Conventional Yields Trump Organic

A new meta-analysis of farming practices suggests that traditional methods of cultivating food plants result in heftier harvests than do organic strategies.

Apr 26, 2012
Bob Grant

WIKIMEDIA COMMONS, USDA

While organic farming may limit the amounts of chemical fertilizers, herbicides, and pesticides entering the environment, it may not be the most efficient way to feed the world's more than 1 billion chronically hungry inhabitants, according to a new study comparing conventional and organic agricultural practices.

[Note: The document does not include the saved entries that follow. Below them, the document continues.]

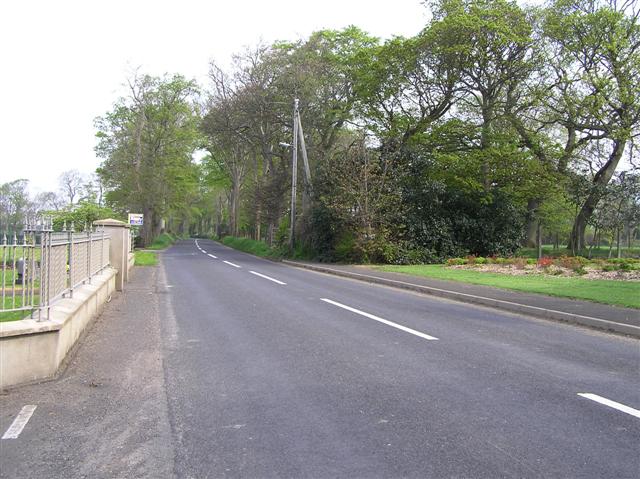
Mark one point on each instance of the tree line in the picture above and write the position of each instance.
(496, 126)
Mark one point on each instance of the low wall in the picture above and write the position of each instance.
(32, 350)
(131, 262)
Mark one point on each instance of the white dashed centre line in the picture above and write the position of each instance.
(19, 422)
(611, 404)
(267, 277)
(380, 320)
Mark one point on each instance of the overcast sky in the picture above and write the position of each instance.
(64, 62)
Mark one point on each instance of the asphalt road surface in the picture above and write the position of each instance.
(232, 366)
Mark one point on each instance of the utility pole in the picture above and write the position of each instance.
(294, 175)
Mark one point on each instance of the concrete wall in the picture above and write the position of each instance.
(32, 350)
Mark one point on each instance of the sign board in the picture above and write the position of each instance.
(136, 219)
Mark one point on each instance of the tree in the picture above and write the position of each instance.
(598, 44)
(71, 185)
(147, 142)
(15, 206)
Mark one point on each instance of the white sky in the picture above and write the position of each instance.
(63, 62)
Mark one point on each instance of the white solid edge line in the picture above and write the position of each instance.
(384, 321)
(611, 404)
(267, 277)
(19, 422)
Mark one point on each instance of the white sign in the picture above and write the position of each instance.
(136, 219)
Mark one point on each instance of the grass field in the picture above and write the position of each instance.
(146, 258)
(602, 252)
(12, 315)
(618, 293)
(162, 242)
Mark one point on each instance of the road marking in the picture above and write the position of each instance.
(20, 422)
(610, 403)
(383, 321)
(267, 277)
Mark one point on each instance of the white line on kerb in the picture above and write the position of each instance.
(610, 403)
(383, 321)
(267, 277)
(19, 422)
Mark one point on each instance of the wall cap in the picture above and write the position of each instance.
(111, 222)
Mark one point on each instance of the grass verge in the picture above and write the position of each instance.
(13, 315)
(617, 293)
(145, 258)
(162, 242)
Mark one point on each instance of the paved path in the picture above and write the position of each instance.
(221, 364)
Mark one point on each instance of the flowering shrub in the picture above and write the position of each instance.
(545, 262)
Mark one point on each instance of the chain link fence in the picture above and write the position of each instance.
(40, 266)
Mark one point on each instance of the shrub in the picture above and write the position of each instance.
(573, 263)
(456, 261)
(545, 262)
(518, 263)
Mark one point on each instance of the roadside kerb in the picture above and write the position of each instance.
(525, 309)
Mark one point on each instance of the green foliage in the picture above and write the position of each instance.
(620, 293)
(145, 258)
(82, 215)
(162, 241)
(147, 142)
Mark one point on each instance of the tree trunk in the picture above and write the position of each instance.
(600, 180)
(532, 222)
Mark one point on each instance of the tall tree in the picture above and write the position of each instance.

The study, which was published online in Nature yesterday (April 25), reanalyzed data from 66 studies comparing the yields of 34 different crops in both organic and conventional farming systems. The authors found that yields from organic farms were up to 34 percent lower than yields from conventional farms cultivating the same crop. Organic farming practices resulted in particularly low yields for wheat and some vegetables. Fruits, like strawberries, and oilseed crops, such as soybean, on the other hand, showed only modest yield reductions on organic farms; just 3 and 11 percent lower than conventional farming yields, respectively.

"I think organic farming does have a role to play because under some conditions it does perform pretty well," lead author and McGill University Earth system scientist Verena Seufert told Nature. But "overall, organic yields are significantly lower than conventional yields." Seufert and her coauthors suggested that soil nitrogen was likely one of the limiting factors in organic farming systems.